Desmistificando o Dólar

Uma maneira simplificada e perceptiva de entender esse fluxo. Segue o fio.

INTRODUÇÃO

Todos os dias, após fechamento dos mercados, me deparo com os artigos pré-montados: “Dólar cai pela quarta semana seguida” ou “Dólar sobe há três semanas e bate record”.
A análise da variação cambial U$/R$ é sempre um tiro no escuro e não precisa ter vergonha de admitir isso, mas há alguns dados que nos indicam uma possível movimentação futura deste câmbio. Porém, eu particularmente, tenho uma maior aptidão voltada para os velhos conceitos da macroeconomia – sim, aquelas milhares de informações que a grande mídia despeja em nós todos os dias -, mas não pensem que me sujeito ficar 24 horas/dia procurando as intrigas e fofocas políticas dessa gentalha.

EXPECTATIVA vs REALIDADE

“it’s fugazi”

The Wolf of Wall Street

Analisando o histórico da cotação do dólar juntamente com as perspectivas dos investimentos governamental, políticas públicas e ajustes fiscais, na minha humildíssima opinião, não vejo motivo algum para essas verdinhas caírem abaixo dos U$ 4,50, pelo menos por um longo tempo. Vamos ao gráfico.

A diferença cambial sempre existiu, em alguns momentos melhores, outros piores. O que enxergo friamente, sem cunho político, é apenas com a visão de um investidor estrangeiro que aporta seus recursos em um país emergente, de forma clara e objetiva: A estabilidade política e econômica são os principais fatores para o decréscimo do Dólar perante ao Real. Observa-se que o Dólar vinha em uma crescente forte até Novembro de 2002, sob um grande temor das eleições presidenciais que trouxeram muito receio, na ótica deste investidor, para as políticas públicas de cunho socialista popular.

Após as eleições, o Brasil passou por inúmeras injeções de subsídios, aumento progressivo da taxa Selic (juros do Banco Central), investimentos diversificados e alavancagem fiscal baseado em programas sociais – preferia dar o peixe, do que ensinar a pescar -. Tudo tem o pós e o contra, correto? Portando, o pós, naqueles tempos, fez com que aqueles investidores visassem os subsídios, investimentos e com a taxa Selic Selic subindo a colina, começaram a ver o nosso país como uma boa oportunidade para se ganhar dinheiro. Notem que, o objetivo dos investidores estrangeiros (assim como o nosso), sempre segue o fluxo do dinheiro, que até então, acreditavam em uma guinada econômica do nosso querido Brasil.

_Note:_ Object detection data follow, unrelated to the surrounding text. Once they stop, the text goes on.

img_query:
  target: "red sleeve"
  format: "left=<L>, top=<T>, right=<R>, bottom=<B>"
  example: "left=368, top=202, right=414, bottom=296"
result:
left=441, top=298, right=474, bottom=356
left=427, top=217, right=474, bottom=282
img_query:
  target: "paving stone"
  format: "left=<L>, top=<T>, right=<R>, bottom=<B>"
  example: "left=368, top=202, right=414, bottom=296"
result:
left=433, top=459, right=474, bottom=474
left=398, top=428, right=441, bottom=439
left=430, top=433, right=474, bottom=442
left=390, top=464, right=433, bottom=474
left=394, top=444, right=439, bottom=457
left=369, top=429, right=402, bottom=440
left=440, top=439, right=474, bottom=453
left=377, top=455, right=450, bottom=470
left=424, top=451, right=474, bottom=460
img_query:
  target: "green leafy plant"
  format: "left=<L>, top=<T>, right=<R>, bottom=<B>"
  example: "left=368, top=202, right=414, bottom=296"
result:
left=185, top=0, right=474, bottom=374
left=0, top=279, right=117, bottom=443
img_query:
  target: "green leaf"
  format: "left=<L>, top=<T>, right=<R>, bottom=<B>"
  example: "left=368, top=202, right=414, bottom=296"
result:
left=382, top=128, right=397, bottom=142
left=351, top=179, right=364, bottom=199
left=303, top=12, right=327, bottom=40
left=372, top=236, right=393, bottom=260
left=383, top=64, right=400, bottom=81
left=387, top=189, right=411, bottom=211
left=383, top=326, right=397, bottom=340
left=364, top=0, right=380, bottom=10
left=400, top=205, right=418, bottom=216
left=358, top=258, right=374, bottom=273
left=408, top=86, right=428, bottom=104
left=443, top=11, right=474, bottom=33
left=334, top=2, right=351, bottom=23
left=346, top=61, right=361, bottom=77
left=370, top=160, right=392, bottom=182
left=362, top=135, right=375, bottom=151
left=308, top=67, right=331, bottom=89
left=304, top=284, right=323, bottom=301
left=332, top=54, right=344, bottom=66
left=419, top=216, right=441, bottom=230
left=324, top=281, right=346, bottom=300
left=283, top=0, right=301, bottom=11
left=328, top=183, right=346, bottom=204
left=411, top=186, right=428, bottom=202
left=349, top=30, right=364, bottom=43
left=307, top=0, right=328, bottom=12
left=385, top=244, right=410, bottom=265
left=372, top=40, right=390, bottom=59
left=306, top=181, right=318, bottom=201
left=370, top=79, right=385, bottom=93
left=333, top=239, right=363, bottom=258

As consequências que pareciam positivas, com o passar dos anos, foram tomando proporções catastróficas devido aos escândalos políticos e farras fiscais sendo descobertas. O resto dessa “história” não preciso relatar aqui, até por que, todos que acompanham os periódicos sabem que após o ano de 2011, o Brasil começou a vivenciar uma crise sem precedentes nos meios políticos e socioeconômicos.

Observem no gráfico acima exatamente o contexto histórico com a volatilidade cambial, tendo um leve acréscimo com a crise do subprime em 2008/2009 e iniciando sua gloriosa subida até o pico, no impeachment da ex-presidente Dilma Rousseff. Havendo uma leve queda e estabilizada no governo Temer, onde não houve tantos imbróglios políticos.

O investidor estrangeiro, aquele que trás grandes montantes de dólar – já relatado anteriormente de maneira sucinta e clara – simplesmente começou a perceber o tamanho das divergências culturais, sociais, políticas e econômicas mais enraizadas em que este nosso país se encontra, a partir das polêmicas eleições de 2018. E por grande ironia do destino, vindo acompanhada de uma pandemia mundial “apocalíptica” sem data para acabar, e mergulhando de vez o Brasil em um déficit fiscal atual de R$ 708,7 bilhões (9,9% do PIB).

Ninguém consegue prever o futuro, óbvio, mas quando observamos o contexto que nos encontramos e por onde já passamos, conseguimos ter uma relapso de vidência, ou sabedoria, como gosto de me expressar.